The cumulative incidence of complications of cirrhosis, including SBP, non-SBP bacterial infections, episodes of renal dysfunction, hyponatremia, hyperkalaemia, HRS and severe HE, was also significantly lowered by albumin administration. The ANSWER study also assessed quality of life, which ameliorated in the SMT+HA arm, and the number and duration of hospitalisations, which were significantly reduced. Therefore, long-term albumin administration resulted to be cost-effective.

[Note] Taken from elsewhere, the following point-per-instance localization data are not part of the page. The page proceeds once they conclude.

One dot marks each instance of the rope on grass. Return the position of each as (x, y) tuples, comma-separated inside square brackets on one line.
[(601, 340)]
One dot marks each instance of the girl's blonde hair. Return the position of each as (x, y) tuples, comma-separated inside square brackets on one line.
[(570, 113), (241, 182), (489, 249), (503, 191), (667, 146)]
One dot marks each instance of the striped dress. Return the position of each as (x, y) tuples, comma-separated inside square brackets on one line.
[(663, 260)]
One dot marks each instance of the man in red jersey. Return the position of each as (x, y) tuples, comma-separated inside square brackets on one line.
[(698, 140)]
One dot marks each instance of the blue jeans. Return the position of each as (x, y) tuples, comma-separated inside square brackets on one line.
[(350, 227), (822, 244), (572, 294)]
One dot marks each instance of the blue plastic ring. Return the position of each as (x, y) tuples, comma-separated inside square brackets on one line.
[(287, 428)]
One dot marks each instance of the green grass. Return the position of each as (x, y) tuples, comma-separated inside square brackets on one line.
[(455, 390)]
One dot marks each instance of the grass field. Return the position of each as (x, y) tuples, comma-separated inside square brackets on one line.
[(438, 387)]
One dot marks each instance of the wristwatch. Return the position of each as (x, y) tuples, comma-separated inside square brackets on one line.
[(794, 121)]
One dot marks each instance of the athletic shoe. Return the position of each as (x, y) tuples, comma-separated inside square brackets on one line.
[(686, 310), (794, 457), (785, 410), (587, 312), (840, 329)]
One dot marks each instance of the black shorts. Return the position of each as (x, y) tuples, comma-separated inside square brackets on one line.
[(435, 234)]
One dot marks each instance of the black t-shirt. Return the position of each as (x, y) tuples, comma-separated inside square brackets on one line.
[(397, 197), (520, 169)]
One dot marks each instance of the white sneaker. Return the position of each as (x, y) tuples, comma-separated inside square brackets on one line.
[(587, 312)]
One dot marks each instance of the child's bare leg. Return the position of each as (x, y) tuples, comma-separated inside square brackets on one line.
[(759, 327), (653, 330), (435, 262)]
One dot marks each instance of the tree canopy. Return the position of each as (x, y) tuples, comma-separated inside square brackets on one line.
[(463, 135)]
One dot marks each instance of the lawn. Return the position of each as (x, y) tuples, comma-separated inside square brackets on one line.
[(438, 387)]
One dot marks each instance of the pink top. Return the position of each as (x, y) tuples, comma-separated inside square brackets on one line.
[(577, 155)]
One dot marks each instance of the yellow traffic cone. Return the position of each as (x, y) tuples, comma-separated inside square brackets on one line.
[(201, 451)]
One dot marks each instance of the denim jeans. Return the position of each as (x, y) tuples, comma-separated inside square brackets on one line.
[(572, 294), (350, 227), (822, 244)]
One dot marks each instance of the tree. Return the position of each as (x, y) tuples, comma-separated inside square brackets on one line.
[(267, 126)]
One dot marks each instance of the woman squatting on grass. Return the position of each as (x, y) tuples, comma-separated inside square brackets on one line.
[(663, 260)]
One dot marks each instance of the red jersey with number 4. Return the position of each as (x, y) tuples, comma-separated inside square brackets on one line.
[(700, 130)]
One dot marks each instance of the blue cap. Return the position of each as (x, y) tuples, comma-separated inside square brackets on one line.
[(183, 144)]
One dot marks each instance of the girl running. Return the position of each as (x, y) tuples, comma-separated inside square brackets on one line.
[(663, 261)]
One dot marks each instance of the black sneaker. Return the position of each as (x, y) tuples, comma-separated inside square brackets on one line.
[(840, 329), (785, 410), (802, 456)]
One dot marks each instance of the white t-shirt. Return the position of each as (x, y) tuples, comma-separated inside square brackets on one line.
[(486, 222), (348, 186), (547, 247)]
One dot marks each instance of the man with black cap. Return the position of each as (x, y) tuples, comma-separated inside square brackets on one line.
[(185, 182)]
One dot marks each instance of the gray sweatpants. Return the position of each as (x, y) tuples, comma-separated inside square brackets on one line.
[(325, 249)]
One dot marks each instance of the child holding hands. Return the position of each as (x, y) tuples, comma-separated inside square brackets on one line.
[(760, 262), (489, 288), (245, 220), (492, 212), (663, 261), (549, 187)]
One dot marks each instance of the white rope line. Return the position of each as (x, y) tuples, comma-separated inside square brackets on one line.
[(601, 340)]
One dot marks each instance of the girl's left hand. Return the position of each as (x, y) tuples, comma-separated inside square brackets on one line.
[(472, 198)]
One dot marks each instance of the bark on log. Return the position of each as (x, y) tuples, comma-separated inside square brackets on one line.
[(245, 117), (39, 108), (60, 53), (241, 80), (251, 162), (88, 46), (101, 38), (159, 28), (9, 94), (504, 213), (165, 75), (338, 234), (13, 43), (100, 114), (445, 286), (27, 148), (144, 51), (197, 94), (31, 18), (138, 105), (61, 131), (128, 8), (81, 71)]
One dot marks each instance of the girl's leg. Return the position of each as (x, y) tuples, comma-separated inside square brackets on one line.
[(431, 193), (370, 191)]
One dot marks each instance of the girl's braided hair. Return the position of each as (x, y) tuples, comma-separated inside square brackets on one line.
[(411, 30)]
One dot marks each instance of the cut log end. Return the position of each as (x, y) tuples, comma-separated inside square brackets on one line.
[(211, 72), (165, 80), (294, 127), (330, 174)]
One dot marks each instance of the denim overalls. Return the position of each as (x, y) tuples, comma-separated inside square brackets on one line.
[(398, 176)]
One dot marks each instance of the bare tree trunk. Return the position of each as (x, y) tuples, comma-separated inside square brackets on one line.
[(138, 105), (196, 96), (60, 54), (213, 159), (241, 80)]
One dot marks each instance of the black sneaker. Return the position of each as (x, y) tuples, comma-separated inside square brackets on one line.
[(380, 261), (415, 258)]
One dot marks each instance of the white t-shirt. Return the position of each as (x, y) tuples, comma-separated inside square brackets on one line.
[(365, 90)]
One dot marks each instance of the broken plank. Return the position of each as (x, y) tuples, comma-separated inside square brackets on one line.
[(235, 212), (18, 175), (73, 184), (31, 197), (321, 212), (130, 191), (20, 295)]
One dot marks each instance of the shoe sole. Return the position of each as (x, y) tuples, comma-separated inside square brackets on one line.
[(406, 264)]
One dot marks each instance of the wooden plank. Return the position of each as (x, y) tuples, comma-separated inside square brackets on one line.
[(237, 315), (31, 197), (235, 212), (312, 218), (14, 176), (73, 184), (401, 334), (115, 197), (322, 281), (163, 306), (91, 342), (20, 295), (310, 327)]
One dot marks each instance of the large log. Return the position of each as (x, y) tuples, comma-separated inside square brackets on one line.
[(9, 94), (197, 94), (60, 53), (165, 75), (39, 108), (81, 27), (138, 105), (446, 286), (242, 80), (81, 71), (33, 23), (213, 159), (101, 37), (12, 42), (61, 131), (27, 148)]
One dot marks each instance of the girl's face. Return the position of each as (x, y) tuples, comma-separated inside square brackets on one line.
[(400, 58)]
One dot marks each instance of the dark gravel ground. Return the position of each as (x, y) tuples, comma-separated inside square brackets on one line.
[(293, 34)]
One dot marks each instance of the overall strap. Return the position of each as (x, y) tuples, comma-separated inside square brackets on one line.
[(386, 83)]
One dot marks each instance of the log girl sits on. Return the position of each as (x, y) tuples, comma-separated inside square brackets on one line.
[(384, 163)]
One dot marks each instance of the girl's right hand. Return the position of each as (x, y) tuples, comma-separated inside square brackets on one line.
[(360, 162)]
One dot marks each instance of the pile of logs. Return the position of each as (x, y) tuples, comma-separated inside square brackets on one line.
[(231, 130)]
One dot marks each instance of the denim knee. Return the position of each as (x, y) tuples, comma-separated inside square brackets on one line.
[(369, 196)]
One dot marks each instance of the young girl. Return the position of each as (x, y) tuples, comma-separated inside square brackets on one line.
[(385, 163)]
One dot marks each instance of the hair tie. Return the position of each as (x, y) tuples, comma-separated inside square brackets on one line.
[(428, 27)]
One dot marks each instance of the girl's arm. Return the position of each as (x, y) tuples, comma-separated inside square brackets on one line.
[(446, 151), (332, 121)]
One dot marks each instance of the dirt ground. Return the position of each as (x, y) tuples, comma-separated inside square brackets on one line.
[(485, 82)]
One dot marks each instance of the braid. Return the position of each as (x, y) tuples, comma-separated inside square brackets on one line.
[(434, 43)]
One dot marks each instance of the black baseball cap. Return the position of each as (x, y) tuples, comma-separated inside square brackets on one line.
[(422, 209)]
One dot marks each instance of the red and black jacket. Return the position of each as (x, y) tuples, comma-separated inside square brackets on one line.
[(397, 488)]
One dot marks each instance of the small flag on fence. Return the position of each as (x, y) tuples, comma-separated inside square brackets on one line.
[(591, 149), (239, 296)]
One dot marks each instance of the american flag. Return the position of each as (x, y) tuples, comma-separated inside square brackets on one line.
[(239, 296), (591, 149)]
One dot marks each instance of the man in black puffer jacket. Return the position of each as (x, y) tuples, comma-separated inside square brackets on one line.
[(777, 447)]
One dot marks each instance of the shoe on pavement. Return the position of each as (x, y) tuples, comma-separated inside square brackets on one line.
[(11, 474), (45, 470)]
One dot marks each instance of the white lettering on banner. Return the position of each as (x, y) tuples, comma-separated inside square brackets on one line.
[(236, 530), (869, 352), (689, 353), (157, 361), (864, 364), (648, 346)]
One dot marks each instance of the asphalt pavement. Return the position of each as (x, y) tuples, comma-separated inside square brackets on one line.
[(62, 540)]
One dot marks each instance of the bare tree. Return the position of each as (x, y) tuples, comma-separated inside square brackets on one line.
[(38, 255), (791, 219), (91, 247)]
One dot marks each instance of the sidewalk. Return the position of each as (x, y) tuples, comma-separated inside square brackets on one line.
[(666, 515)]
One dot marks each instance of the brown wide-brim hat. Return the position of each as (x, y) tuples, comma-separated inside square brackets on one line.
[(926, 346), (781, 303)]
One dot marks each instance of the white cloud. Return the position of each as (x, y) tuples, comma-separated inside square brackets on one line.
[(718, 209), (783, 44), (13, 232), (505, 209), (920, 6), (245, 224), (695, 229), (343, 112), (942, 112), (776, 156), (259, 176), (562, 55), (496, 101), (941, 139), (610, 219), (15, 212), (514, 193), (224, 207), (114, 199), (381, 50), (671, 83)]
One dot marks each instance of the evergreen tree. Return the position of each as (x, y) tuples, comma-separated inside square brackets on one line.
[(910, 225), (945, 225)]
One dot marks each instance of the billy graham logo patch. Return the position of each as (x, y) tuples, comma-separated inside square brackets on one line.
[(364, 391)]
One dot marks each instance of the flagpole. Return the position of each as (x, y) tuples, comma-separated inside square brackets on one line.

The main results of the ANSWER trial have been confirmed by a prospective, non-randomised clinical trial, which enrolled patients with cirrhosis and refractory ascites.29 The 45 patients who received albumin (20g twice a week) up to 24 months had a significantly lower mortality than the 25 patients receiving the standard of care. Moreover, the cumulative incidence of re-hospitalizations due to complications of cirrhosis, such as hepatic encephalopathy, accumulation of ascites and bacterial infections, was significantly lower in patients treated with albumin. However, the midodrine albumin in cirrhotic patients awaiting liver transplantation (MACHT) study, challenged these results.30 This placebo controlled clinical trial randomised 87 patients to receive either 40g albumin every 15 days plus the α1-receptor agonist midodrine (from 15 to 30mg/day according to their pressor response) and 86 to receive SMT and placebos for a planned follow up of 12 months. Despite a mild improvement in effective volaemia, no differences were seen in either the probability of developing complications, which was the primary end-point of the study or survival.
The discrepancies between these studies can be explained by differences in protocol, patient characteristics, sample size, and, mainly, albumin dose and duration of its administration. In fact, treatment largely exceeded one year in the ANSWER study, while was about two months in the MACHT trial due to high rate of liver transplantation. Furthermore, the amount of albumin administered in the MACHT trial was about half with respect to the ANSWER study. This accounts for the lack of effect on serum albumin concentration in the former, while a significant and sustained increase by 0.6–0.8g/l occurred in the latter.
Although several issues pertaining to patient features and dose and schedule of albumin administration require further investigation, long-term albumin treatment appears a most promising treatment for patients with decompensated cirrhosis, able to not only ease the control of ascites, but also to influence the course of the disease.